Keinerlei Orientierungsschwierigkeiten offenbarten dagegen die Bayer-Kicker beim ersten Pflichtspiel des Jahres 2009. Gegen die unbequemen Lausitzer hatten die Werkskicker nach dem enttäuschenden 1:1 zum Hinrundenausklang noch eine Rechnung offen. "Wir hatten noch einiges gut zu machen, wollten klar gewinnen und haben das von der ersten Minute an gezeigt", sagte Bayer-Kapitän Simon Rolfes zufrieden nach getaner Arbeit.
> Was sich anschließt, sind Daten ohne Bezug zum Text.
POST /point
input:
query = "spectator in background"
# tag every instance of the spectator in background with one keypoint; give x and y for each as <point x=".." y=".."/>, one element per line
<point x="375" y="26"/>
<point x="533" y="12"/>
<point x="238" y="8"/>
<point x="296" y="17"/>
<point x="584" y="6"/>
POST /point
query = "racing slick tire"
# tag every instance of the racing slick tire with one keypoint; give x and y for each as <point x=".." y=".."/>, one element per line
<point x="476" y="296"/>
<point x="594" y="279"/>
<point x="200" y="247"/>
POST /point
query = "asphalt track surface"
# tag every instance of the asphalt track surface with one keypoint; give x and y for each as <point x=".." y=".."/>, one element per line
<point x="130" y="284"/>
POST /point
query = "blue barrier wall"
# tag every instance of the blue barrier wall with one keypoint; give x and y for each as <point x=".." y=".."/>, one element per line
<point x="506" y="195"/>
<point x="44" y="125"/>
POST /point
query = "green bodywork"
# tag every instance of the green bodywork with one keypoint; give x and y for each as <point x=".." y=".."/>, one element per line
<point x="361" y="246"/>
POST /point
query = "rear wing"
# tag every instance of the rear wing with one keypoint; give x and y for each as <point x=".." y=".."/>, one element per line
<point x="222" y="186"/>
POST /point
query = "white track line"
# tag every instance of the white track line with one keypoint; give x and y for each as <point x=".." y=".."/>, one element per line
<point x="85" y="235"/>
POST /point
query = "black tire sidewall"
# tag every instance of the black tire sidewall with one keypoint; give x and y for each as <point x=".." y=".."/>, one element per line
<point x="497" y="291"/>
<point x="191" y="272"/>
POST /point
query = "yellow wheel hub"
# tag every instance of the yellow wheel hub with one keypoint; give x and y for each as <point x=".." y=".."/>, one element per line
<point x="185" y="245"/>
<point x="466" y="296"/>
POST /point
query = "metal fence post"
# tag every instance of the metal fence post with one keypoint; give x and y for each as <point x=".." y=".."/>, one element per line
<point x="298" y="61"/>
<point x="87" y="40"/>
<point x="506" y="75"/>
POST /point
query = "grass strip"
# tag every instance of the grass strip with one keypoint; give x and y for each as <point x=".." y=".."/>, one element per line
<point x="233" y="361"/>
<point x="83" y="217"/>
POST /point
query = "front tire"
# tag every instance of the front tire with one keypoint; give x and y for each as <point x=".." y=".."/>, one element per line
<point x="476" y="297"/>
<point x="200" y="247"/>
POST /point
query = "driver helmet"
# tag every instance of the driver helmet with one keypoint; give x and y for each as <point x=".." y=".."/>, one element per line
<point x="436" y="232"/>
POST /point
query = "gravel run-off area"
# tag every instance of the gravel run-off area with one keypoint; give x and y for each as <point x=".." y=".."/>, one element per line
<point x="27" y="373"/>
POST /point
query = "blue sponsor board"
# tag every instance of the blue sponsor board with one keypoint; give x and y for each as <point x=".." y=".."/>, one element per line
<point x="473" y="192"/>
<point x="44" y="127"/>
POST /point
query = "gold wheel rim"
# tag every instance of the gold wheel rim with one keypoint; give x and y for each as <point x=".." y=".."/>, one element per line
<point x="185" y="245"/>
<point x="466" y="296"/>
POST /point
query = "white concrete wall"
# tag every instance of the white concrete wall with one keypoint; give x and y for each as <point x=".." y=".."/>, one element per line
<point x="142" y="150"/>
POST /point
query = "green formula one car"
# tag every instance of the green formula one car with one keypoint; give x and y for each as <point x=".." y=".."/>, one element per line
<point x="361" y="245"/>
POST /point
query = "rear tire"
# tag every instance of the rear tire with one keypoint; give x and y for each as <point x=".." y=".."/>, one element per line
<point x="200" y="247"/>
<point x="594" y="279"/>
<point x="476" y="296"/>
Pflichtaufgabe im Pokal gemeistert

Nach 45 Minuten Hochgeschwindigkeitsfußball vom Feinsten hatte sich der Titelaspirant bereits eine stattliche 3:0-Führung herausgespielt und sich seiner Pflichtaufgabe weitgehend problemlos entledigt. "Cottbus war nicht so stark und hat es uns einfach gemacht. Wir hätten die eigentlich mit 5:0 oder 6:0 abschießen können", stellte Innenverteidiger Lukas Sinkiewicz fest. "Eine richtige Standortbestimmung war das noch nicht."

Die erwartet Leverkusen am Samstag im Dortmunder Signal Iduna Park (ab 15 Uhr im Live-Ticker / Liga-Radio). Gegen Borussia Dortmund, das lediglich drei Punkte hinter Bayer liegt, dürfte es weitaus schwerer werden. Doch Understatement ist in Leverkusen nicht angesagt.

Sinkiewicz verspricht Angriff auf die Meisterschaft

"Wir wollen um die Meisterschaft mitspielen", gibt Sinkiewicz die Marschroute vor. Etwas zurückhaltender formulierte es der Bayer-Sportchef. "Wir sind gut drauf, das haben wir schon in den Testspielen der Vorbereitung gezeigt und gegen Cottbus auch", freute sich Rudi Völler, der dem Team "seit einigen Wochen" gar eine "brillante Spielweise" attestierte.

"Wir waren auf den Punkt fit und haben fortgesetzt, was wir in der Vorbereitung angedeutet haben", pflichtete ihm Bayer-Coach Bruno Labbadia bei, der gegen Dortmund personell aus dem Vollen schöpfen kann.

Rolfes lobt Stimmung in Düsseldorf

Bliebe noch die Frage nach der neuen Umgebung. Rund 17.000 Zuschauer waren an einem kalten Januar-Mittwoch in die LTU arena gekommen, eine Kulisse, die auch in der heimischen BayArena kaum getoppt worden wäre. Während Rudi Völler eine "ordentliche Stimmung" ausgemacht hatte, war Simon Rolfes schon etwas euphorischer: "Die Atmosphäre in Düsseldorf war gut. Das ist ein wunderschönes Stadion. Ich glaube, wir haben bei einigen Zuschauern Lust auf mehr gemacht."

Danach sieht es aus: Für das erste Bundesliga-Heimspiel gegen den VfB Stutttgart am 7. Februar sind bereits über 30.000 Tickets verkauft.